Great Bagehot column in the Economist. Sample:
What is going on? I see it as evidence of two deep cleavages in British and Western politics. The first is the gulf between instrumental and expressive politics. The former involves winning elections in order to wield power and change things. The latter involves seeking fulfilment and personal satisfaction by interacting with symbols, attending events, declaring positions—in short, signalling things about oneself. With the decline of mass classes and monolithic ideologies it has become increasingly hard to combine the two sorts of politics. So the two are drifting apart. Government is becoming more technocratic, political activism more colourful and the gap between the two wider. Arguably this affects Labour more than most. The party has an unusually idealistic culture compared with its European counterparts (with its roots in Christian socialism and Bloomsbury utopianism, traces of both of which live on in Mr Corbyn) but was also founded with the specific intention of winning elections (for which read the relative pragmatism of most of his MPs).
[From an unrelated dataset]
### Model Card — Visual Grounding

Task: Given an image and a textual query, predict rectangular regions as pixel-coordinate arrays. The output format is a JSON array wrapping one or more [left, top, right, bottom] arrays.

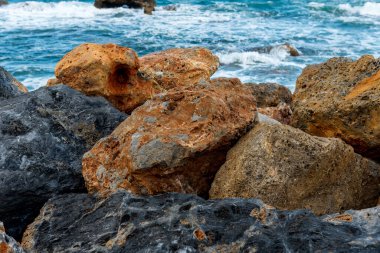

The Labour leader’s defining trait, however, is that he has no interest in general elections, opinion polls or indeed the views of any Briton outside a crowd of supportive activists and campaigners so small as to be electorally insignificant.
The second cleavage is that between social liberalism and statist socialism. Here, too, Labour has traditionally been a coalition. For every Denis Healey there was a Tony Benn (Hilary’s much more lefty father); for every Hugh Gaitskell a Nye Bevan. Here, too, the two sides have become harder to reconcile. Globalisation, an increasingly individualistic, consumerist culture and the decline of heavy industry have expanded the rift between the prescriptions of the party’s moderates and those of its hard-liners. All claim their interpretation of its eternal principles is the truest. But few would deny that they have more in common with members of other political families than with each other.
He goes on to review four possible scenarios for Labour. None of them good.